Kąty Wrocławskie
Po emocjach związanych z rywalizacją finałową Juniorek Młodszych w Sulejowie, nadejdzie czas zmagań najstarszych w gronie drużyn młodzieżowych, a więc Juniorek. W tej kategorii wiekowej najlepsza ósemka w kraju powalczy o medale Mistrzostw Polski w Kątach Wrocławskich. Podopieczne Patrycji Głąbik wzorem swoich młodszych koleżanek, pierwszego dnia turnieju na Dolnym Śląsku zagrają w ramach grupy A.
Olkuszanki w drodze po awans do strefy medalowej zmierzą się z utytułowanymi Pyrkami Poznań, „Akademiczkami” z Warszawy oraz Kusym Szczecin. Wszystkie drużyny to mistrzowie swoich województw, a także ekipy mierzące w krajowe podium. Zapowiada się więc pasjonujący turniej, w którym trudno wskazać jednoznacznego faworyta. Do gry o najważniejsze laury na finiszu plażowego sezonu 2021/2022 z pewnością będą również chciały wejść zespoły z Grupy B, gdzie obok pełniących rolę gospodyń zawodniczek UKS-u Dziewiątki Legnica zagrają też UKS Olimpijczyk Kowalewo Pomorskie, UKS Pawonków oraz MKS Sambor Tczew.
Finałowa rywalizacja w Kątach Wrocławskich odbędzie się w dniach 2-3 sierpnia.

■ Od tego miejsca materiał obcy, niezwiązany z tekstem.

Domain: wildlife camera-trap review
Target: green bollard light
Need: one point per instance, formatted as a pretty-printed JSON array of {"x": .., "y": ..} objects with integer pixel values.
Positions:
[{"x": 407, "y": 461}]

Na inaugurację turnieju – we wtorkowe przedpołudnie – Młode Lwice zmierzą się ze stołecznym AZS-em, w piątym meczu dnia podejmą poznańskie Pyrki, a w spotkaniu numer dziewięć rywalem olkuszanek będzie szczeciński Kusy. Drugiego dnia zmagań – w środę – runda finałowa w grze o medale, jak również pojedynki o miejsca 5-8. Podobnie jak Juniorki Młodsze, tak i Młode Lwice z rocznika 2003/04/05 niezależnie od wyników, w Kątach rozegrają pięć spotkań – trzy w grupie i dwa w drugiej fazie turnieju.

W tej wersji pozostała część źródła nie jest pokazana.